Being back in Unova's Capital city was interesting. It had only been about a month or so since they'd teleported in for the first time, and honestly, he'd lost track. While setting up his bike outside of the train stop, his phone buzzed.
What the heck?!? It was Kate Dean, and while they hadn't really talked a whole lot since they split up, they still texted each other every couple of days just to see what the other was up to. Her Skorupi was supposed to evolve soon, and he was excited to see where it would end up taking her team.
Ya ik, the gym leaders all went ez on us, he sent back.
No, the looker!
Ya it's pretty weird. But Leah's just weird even for a bug.
Wasn't Lyra raggin on u about Leah a lot?
Yah.
He sighed. Lyra was right tho, and he did need to give Fidget and the Silcoon some time to train, but he hadn't exactly settled on what he was gonna do just yet. She was strong yes, and did a good job of disturbing her opponents. Elesa's Emolga didn't know what to do when she started rolling around on the ground.
The carvings that Leah's struggling would leave on the floor when she did meant that whatever she was doing went beyond whatever she was actually hitting. And it reached a lot further than you'd expect.
He put his phone away and ignored the buzz. He'd answer her later, for now, he was ready to get back to the gym. He looked forward to really spending time to really learn it and the city's ins-and-outs, and meeting new people and friends.

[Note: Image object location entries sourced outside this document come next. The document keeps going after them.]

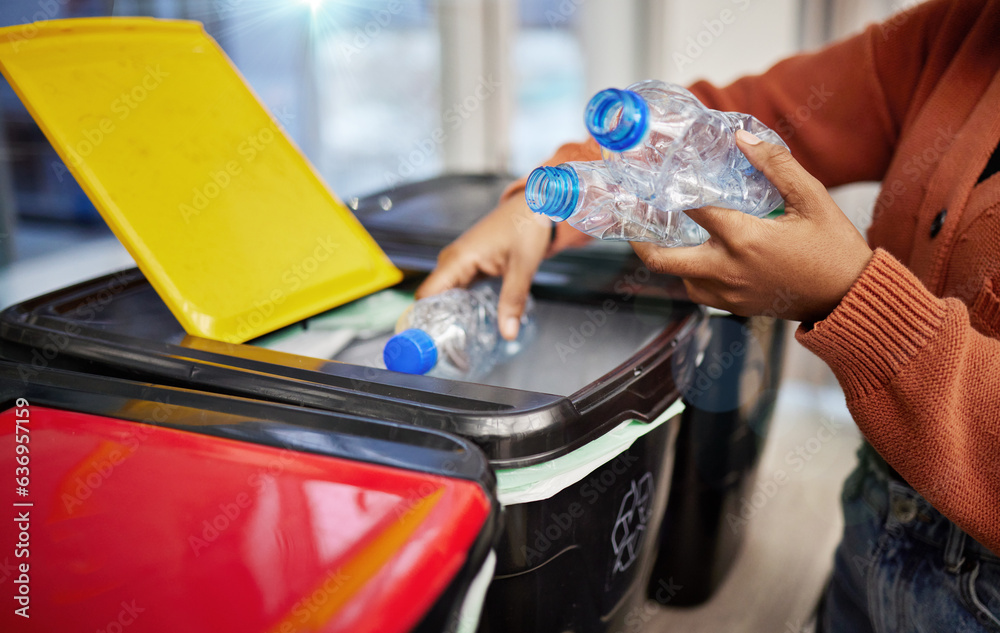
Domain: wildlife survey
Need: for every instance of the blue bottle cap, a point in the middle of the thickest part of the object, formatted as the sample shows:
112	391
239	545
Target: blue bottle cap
553	191
410	352
617	119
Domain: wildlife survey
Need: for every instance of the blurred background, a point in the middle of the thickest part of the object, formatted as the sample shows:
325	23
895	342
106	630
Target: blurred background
381	92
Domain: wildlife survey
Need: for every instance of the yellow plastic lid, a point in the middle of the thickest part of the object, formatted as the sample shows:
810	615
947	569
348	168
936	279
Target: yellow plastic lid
221	211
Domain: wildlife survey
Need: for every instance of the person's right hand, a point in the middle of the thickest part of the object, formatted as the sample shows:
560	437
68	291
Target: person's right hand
511	243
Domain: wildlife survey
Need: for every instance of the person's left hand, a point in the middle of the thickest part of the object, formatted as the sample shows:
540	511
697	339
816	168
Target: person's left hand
797	266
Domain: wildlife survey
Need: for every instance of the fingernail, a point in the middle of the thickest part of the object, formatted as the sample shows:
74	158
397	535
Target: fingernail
510	325
747	137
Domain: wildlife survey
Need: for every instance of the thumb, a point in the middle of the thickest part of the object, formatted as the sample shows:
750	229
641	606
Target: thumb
797	186
513	297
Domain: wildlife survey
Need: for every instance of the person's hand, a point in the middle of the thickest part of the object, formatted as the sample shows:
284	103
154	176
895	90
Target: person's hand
797	266
510	242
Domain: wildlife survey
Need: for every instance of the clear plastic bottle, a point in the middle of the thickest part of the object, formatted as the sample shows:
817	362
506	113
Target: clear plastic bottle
587	196
455	334
662	143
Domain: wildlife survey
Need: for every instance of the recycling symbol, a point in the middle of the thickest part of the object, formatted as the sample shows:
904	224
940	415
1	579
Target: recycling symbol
626	537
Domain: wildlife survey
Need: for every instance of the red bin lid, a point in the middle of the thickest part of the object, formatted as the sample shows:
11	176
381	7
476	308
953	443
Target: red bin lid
127	523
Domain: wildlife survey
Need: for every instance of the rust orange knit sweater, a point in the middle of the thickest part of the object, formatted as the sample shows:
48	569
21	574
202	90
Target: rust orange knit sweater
913	102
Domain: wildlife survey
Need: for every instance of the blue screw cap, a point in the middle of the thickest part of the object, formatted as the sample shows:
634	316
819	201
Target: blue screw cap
617	119
411	352
553	191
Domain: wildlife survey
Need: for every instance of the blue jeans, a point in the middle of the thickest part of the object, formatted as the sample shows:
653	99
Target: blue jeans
904	568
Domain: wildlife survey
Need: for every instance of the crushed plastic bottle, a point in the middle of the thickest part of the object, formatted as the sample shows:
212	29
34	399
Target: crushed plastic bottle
664	145
455	334
587	196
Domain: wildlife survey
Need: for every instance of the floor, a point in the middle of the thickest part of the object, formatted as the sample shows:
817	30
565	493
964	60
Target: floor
791	532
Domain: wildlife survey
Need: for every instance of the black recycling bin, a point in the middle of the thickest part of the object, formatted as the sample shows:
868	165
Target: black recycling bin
190	507
580	428
725	425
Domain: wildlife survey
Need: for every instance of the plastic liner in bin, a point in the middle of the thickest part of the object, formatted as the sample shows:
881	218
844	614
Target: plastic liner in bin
725	425
603	365
199	512
615	493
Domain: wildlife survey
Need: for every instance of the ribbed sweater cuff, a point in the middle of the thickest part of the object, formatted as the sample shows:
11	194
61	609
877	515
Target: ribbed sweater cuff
885	319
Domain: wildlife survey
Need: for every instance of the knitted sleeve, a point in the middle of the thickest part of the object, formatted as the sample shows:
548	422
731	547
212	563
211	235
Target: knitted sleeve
923	386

Well, first he had a Volcarona to make sure made its way back to Relic castle… And to avoid letting the secret back to Alder.
As he biked through the city, the statistics of Castelia re-entered his mind. The city was host to a couple million people in about thirty square miles? That many people in such a small radius was mind-boggling.

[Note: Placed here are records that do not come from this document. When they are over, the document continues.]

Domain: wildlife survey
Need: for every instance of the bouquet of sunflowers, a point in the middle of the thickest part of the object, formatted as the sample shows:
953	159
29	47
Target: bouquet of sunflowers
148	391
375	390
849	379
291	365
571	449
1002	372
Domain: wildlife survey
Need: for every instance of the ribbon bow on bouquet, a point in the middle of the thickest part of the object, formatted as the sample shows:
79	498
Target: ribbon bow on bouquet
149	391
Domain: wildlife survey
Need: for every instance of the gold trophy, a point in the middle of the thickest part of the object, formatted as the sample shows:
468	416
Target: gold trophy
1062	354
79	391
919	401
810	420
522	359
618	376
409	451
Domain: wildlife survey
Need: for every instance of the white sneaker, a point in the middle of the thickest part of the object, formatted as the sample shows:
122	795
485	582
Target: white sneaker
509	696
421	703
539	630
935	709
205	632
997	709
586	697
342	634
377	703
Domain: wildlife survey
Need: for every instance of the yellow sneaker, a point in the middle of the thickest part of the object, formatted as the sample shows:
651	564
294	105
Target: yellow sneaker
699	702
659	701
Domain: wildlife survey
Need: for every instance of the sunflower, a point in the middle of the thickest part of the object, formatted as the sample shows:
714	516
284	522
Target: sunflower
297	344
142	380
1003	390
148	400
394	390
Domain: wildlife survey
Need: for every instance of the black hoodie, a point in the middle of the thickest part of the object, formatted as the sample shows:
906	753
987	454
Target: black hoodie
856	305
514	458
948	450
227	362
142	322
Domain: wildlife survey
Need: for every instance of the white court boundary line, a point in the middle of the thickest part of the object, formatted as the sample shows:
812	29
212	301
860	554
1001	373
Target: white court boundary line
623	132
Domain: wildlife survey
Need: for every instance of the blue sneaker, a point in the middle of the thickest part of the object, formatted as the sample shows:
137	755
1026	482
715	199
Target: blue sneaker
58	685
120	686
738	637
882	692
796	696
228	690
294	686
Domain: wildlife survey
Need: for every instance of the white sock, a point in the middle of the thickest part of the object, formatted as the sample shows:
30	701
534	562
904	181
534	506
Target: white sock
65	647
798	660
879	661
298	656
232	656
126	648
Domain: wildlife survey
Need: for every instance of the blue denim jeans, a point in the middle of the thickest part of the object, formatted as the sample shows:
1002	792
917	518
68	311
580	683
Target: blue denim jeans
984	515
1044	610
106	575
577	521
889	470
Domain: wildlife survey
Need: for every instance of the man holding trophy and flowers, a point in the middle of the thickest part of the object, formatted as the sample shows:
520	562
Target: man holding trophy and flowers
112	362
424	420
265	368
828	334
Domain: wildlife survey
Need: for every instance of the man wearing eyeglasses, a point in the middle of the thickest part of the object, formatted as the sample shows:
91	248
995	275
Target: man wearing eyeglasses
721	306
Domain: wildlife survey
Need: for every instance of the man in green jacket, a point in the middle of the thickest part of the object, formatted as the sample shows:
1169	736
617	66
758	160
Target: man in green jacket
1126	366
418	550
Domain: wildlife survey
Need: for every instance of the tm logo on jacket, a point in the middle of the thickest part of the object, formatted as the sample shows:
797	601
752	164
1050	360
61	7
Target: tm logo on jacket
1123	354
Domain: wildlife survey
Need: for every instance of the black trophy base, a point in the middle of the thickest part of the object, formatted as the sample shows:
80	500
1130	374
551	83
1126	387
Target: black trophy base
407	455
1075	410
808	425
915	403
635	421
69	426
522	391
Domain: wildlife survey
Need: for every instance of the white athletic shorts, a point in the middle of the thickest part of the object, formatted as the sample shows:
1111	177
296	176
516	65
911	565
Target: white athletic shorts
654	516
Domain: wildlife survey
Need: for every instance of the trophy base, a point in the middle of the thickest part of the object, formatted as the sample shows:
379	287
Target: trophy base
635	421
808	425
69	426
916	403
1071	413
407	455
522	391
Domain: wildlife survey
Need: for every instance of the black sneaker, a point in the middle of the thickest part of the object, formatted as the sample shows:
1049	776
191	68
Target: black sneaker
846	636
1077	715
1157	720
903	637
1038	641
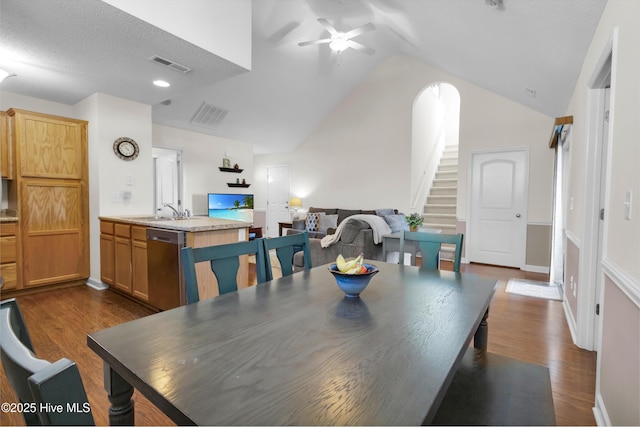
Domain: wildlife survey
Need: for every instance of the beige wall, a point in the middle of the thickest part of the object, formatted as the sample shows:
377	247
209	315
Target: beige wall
620	357
538	250
362	150
618	386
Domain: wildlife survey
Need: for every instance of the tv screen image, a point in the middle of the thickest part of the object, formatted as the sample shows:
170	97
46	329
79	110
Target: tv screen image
238	207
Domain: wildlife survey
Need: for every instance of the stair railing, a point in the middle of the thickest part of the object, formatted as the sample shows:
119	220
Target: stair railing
423	189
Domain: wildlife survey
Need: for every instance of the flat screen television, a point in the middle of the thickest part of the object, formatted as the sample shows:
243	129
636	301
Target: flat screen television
238	207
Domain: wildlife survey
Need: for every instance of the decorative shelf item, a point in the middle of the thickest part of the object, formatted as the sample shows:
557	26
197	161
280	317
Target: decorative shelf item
236	170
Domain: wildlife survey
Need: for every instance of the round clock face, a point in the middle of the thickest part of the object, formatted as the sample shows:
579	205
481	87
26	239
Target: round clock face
126	148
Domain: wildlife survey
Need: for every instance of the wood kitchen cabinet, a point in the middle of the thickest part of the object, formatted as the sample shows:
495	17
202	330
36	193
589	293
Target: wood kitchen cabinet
9	255
107	253
123	258
50	194
139	275
122	244
6	147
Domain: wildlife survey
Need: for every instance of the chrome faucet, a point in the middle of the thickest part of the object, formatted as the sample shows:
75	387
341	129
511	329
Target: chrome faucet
177	213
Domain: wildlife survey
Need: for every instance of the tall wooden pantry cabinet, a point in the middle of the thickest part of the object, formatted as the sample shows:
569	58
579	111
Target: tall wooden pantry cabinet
50	194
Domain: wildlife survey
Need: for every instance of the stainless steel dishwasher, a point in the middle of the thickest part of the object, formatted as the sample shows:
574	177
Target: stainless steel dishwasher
166	279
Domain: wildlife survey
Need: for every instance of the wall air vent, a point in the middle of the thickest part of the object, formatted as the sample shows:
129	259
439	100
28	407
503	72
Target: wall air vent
169	64
209	116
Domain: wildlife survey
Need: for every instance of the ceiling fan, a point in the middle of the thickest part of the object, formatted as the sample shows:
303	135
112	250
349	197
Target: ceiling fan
339	42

It certainly didn't feel like there actually were that many as he biked down the roads!
Back on the surface, the city was clean, there were cars, buses, trucks, and all sorts of boats visible off in the distance with the few glances at the ocean he'd managed to get through the lines of skyscrapers and bustling cars. That, or he was imagining things and they were just lights. It was pretty dark that night.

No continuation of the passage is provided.